One Malware to Rule Them All

A newly discovered malware strain, dubbed Project Sauron after Tolkien’s villain in The Lord of the Rings, has been secretly infecting and spying on the world’s top computers for five years.  It’s a fitting moniker, as the dark lord of Middle-Earth was always in his own right associated with espionage.  From the beginning he was a spy of Morgoth, feeding him information about the Valar on the paradisal Isle of Almaren so that Morgoth could eventually cast down the Lamps Illuin and Ormal.  Later, his instruction led the Elf smith Celebrimbor to forge the great rings and distribute them to the various races of Middle-Earth.  All were unaware, however, that Celebrimbor had just delivered malware to their fingers, since Sauron retained remote access to the rings and through them hoped to corrupt their users to his own designs.  These are not the only examples, but if I don’t stop here I’ll never shut up.

Anyway, researchers from Kaspersky Labs discovered the virus this week, software so sophisticated that its development is suspected to have had state assistance.  Either that, or deft mimicry of previous state-sponsored viruses.  Similar to Sauron’s rings, this threat can manifest itself as innocuous, seemingly legitimate files, only to then spy on the compromised computer.  Project Sauron can also steal files, log all keystrokes, and also open a back door to allow the hacker access to the system—much as the real Sauron used the nine rings to bend the Nazgul to his will.
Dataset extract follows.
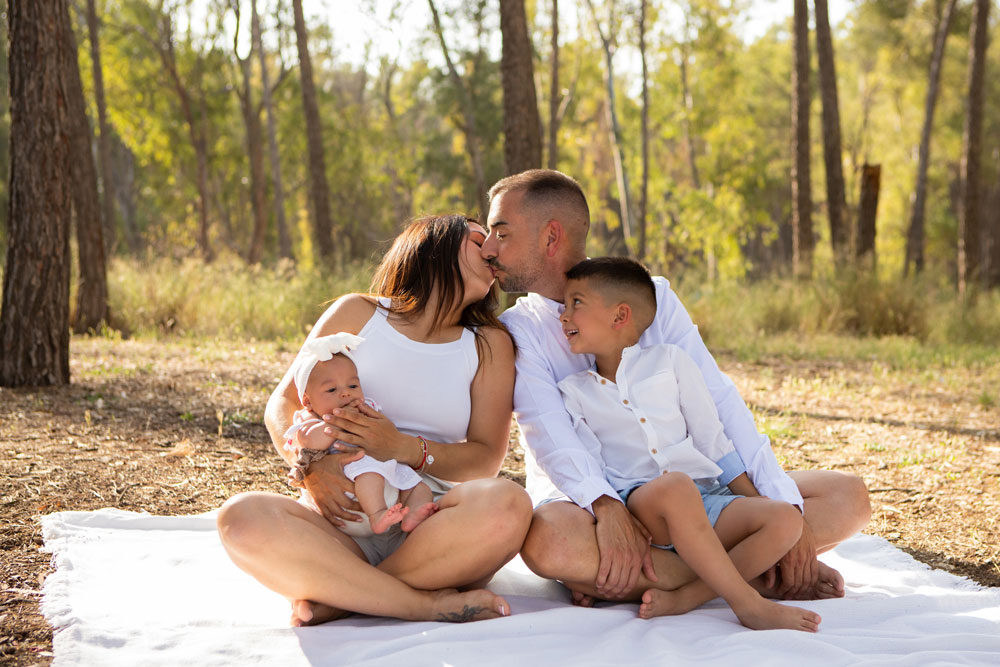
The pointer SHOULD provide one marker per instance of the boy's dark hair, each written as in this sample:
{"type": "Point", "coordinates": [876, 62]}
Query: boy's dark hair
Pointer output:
{"type": "Point", "coordinates": [621, 274]}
Kaspersky’s experts, meanwhile, claim that they have currently found evidence of the malware at a minimum of 30 organizations in Russia, Iran, Rwanda, China, Sweden and Belgium, specifically in the fields of science, government, military, communications, and finance.  These were seemingly targeted in order to obtain passwords, encryption keys, configuration files and IP addresses related to any encryption software in use.  Another element of the software’s unusual capability, and that of its creators, can be seen in how it was written: that is, in such a way to leave distinct software artifacts in its targets, which complicates discovery of the virus, since security specialists tend to rely on patterns when searching for an infection.

Perhaps the most astonishing thing about Project Sauron, however, is its ability to “jump the air gap.”  What this means is that it can steal data from computers that aren’t even connected to the Internet.  All it takes is a specially prepared USB drive being inserted into the computer, whether through human error or a rogue employee, which is then vulnerable to malware delivered from the drive’s invisible storage space.  How this exfiltration assumes control of a computer, exactly, is not known, but it’s suspected that zero-day exploits are involved.  “Once installed, the main Project Sauron modules start working as ‘sleeper cells,’ displaying no activity of their own and waiting for ‘wake-up’ commands in the incoming network traffic,” Kaspersky researchers wrote, saying that “this method of operation ensures Project Sauron’s extended persistence on the servers of targeted organizations.”

Project Sauron exhibits a level of advancement comparable to infamous strains like Stuxnet, Duqu and Flame, which has led the researchers who found it to their theory of its origins.  At any rate, malware like this highlights how some threats can lurk hidden in the background for years, gathering information, with no one the wiser.